夜明け前から並んでいたという常連客の姿もあれば、遠方から噂を聞きつけてやってきたらしい旅装束の一団、そして明らかに他の客とは雰囲気の違う、腰に食器道具のようなものを提げた男の姿もあった。
「あれは……冒険者、なのか?」
ゼノンが疑問を口にすると、傍らのルナリアが小さく笑った。
「ロレンツ殿から聞いておりますわ。あの方、『味覚探求者』を名乗る旅の食通冒険者だそうですの。各地のダンジョン飯を食べ歩いているとか」
「ダンジョン飯を専門に、か。変わった生き方をしているものだな」
「でも、今のうちにはぴったりの客層でしょう?」
ルナリアの言葉に、ゼノンは納得したように頷いた。この施設が新しく作り上げた価値観――食もまた攻略の一部であるという発想は、まさにそうした客のためにあるようなものだった。
行列の先頭付近には、その男以外にも見慣れない客の姿がちらほらと見受けられた。着飾った身なりの商人風の男、几帳面そうな手帳を携えた記者らしき人物――噂を聞きつけて集まった客層の幅広さが、開放前から既に窺えるようだった。
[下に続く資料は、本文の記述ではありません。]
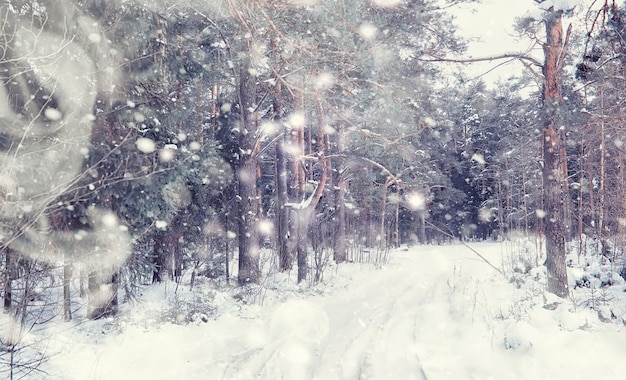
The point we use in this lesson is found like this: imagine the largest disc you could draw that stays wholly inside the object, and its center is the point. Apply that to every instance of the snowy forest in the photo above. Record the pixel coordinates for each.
(222, 145)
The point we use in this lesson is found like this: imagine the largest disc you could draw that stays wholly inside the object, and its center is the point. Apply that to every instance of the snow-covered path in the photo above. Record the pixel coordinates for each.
(378, 328)
(431, 313)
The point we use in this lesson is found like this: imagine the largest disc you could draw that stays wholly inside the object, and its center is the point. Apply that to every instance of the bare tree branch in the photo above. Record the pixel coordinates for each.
(520, 56)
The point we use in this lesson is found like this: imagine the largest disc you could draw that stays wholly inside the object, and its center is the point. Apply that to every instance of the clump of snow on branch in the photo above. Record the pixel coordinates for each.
(368, 31)
(145, 145)
(416, 201)
(561, 5)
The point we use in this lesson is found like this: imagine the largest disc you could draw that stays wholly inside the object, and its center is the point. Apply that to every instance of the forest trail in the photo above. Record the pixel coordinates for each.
(424, 315)
(398, 322)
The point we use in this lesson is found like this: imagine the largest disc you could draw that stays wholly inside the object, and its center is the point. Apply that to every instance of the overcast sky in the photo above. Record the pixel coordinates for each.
(491, 23)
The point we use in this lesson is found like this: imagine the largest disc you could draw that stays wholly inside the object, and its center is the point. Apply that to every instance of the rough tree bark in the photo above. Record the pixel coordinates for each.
(554, 155)
(249, 271)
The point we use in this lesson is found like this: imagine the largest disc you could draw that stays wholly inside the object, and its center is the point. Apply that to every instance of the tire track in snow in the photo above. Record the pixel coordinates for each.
(377, 339)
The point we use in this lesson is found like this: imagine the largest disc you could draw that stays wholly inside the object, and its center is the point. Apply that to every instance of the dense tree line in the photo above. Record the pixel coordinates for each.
(314, 129)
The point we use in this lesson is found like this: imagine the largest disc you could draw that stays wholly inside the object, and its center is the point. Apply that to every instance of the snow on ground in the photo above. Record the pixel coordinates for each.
(434, 312)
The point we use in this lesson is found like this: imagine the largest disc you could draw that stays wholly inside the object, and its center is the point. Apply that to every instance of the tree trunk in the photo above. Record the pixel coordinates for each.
(67, 298)
(554, 157)
(249, 271)
(340, 211)
(8, 278)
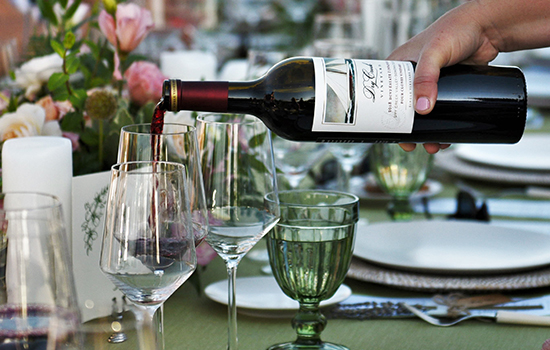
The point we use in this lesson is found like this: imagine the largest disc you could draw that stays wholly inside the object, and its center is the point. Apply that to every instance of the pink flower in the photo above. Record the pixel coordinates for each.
(205, 254)
(55, 110)
(144, 82)
(132, 25)
(107, 26)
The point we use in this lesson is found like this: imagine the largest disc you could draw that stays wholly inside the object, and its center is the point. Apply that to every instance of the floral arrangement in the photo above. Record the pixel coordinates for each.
(81, 79)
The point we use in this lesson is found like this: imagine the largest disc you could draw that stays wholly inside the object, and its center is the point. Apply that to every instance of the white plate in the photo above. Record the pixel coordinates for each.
(262, 296)
(452, 247)
(530, 153)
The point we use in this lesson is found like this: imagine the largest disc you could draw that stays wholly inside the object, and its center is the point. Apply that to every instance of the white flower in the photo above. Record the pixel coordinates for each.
(82, 12)
(28, 120)
(34, 73)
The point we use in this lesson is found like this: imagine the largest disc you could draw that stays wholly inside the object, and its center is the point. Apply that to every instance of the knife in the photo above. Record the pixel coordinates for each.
(363, 307)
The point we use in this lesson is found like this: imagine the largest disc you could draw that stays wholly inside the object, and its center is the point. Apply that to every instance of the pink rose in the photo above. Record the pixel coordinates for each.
(55, 110)
(132, 25)
(144, 82)
(205, 254)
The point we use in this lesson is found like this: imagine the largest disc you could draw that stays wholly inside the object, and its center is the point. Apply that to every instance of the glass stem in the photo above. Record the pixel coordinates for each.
(308, 323)
(232, 306)
(160, 325)
(148, 337)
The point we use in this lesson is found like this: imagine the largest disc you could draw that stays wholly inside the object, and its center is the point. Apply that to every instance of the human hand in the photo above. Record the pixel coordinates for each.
(456, 37)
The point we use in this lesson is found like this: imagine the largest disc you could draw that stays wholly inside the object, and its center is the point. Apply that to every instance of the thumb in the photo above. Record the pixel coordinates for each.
(425, 85)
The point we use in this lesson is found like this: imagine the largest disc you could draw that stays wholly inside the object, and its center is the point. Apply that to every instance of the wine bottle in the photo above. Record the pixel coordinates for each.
(346, 100)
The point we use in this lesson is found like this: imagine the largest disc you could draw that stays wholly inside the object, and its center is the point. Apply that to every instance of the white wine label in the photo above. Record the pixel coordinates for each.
(363, 96)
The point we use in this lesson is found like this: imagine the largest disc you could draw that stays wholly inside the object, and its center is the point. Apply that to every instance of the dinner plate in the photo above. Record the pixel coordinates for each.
(262, 296)
(530, 153)
(452, 247)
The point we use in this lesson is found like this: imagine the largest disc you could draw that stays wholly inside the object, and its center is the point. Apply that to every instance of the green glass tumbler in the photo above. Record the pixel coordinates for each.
(310, 252)
(400, 174)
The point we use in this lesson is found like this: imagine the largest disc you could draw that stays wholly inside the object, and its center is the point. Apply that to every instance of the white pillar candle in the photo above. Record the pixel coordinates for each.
(40, 164)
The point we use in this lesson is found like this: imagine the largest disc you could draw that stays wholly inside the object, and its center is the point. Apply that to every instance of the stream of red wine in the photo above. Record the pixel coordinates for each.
(157, 126)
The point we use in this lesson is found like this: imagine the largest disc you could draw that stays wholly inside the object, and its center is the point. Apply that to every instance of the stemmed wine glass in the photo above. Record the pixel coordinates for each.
(38, 308)
(148, 248)
(238, 167)
(310, 252)
(400, 174)
(177, 143)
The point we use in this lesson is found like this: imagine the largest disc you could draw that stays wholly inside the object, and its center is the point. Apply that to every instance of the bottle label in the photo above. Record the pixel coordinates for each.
(363, 96)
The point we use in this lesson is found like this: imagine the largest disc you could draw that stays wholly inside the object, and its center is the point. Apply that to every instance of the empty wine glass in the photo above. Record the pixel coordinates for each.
(400, 174)
(38, 308)
(310, 252)
(148, 248)
(238, 167)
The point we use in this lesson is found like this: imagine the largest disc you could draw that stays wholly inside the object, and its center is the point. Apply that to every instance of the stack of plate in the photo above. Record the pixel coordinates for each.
(524, 163)
(451, 255)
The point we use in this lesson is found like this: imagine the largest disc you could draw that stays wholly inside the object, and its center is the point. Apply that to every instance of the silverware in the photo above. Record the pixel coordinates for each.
(364, 307)
(500, 316)
(118, 336)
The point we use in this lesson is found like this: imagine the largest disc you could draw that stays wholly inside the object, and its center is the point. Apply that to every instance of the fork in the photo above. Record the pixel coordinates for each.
(499, 316)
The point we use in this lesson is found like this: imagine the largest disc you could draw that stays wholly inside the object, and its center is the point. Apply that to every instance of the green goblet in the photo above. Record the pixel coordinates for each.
(310, 251)
(400, 174)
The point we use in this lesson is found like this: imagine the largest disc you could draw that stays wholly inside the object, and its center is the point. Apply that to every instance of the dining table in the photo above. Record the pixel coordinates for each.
(193, 321)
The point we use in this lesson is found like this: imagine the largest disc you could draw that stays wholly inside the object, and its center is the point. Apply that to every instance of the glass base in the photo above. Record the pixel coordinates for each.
(294, 346)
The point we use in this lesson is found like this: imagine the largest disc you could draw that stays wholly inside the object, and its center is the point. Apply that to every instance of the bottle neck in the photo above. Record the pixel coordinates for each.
(211, 96)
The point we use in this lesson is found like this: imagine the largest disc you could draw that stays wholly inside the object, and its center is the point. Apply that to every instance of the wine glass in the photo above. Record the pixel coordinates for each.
(310, 252)
(177, 143)
(38, 306)
(238, 167)
(400, 174)
(148, 248)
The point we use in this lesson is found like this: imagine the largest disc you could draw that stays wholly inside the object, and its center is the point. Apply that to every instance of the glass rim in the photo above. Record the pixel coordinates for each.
(190, 129)
(353, 199)
(177, 167)
(54, 204)
(213, 122)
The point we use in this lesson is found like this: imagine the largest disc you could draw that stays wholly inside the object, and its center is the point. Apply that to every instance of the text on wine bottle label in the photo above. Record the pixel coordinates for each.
(363, 96)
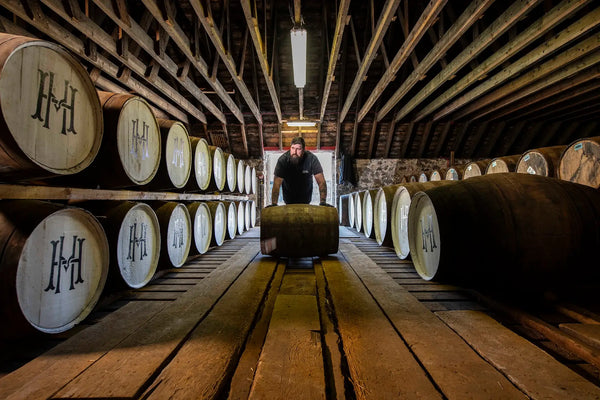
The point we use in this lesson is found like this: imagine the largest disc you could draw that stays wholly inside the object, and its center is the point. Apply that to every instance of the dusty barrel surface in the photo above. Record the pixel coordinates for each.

開場の時刻、ルナリアのアナウンスとともに、正面ゲートが開かれた。長い行列の先頭では、緊張と期待の入り混じった表情の客たちが、今か今かとその瞬間を待ちわびていた。
「皆様、大変長らくお待たせいたしました! 本日より、新生第二階層『激辛魔宮と魔味亭・特別編』、開放いたします!」
割れんばかりの歓声とともに、行列が動き出す。真っ先に飛び込んでいったのは、開業当初からの常連であるリクたち三人組だった。
「よし、俺たちが一番乗りだ!」
「待って、そんなに急いだら転んじゃうよ!」
エマが慌てて呼び止めるも、リクとダンは既に迷路の入り口へと駆け込んでいた。その後を追うように、旅装束の一団や、あの「味覚探求者」を名乗る男も続いていく。
「味覚探求者」を名乗る男――トマスと名乗ったその冒険者は、迷路の入り口で一度立ち止まり、深く息を吸い込んだ。三十代半ばほどの、旅慣れた雰囲気を纏う男だった。背負った革袋からは、様々な調味料の小瓶が覗いている。
「ほう……。この香り立ち、ただ者ではないな」
彼は鼻を鳴らしながら、辺りに漂う香辛料の匂いを味わうように吟味していた。その様子を、観覧スタンドから眺めていたシルフが興味深そうに水晶レンズを向ける。
「なんか、普通の冒険者と反応が違うね、あの人」
「食に関する感度が、人並み外れているのだろう」
ゼノンの言葉通り、トマスは香りの誘導トラップにも、これまでの挑戦者とは違う反応を見せていた。多くの客が強い匂いに引き寄せられて間違った道を選ぶ中、彼は複数の香りを丁寧に嗅ぎ分け、驚くほど正確に正解ルートを辿っていく。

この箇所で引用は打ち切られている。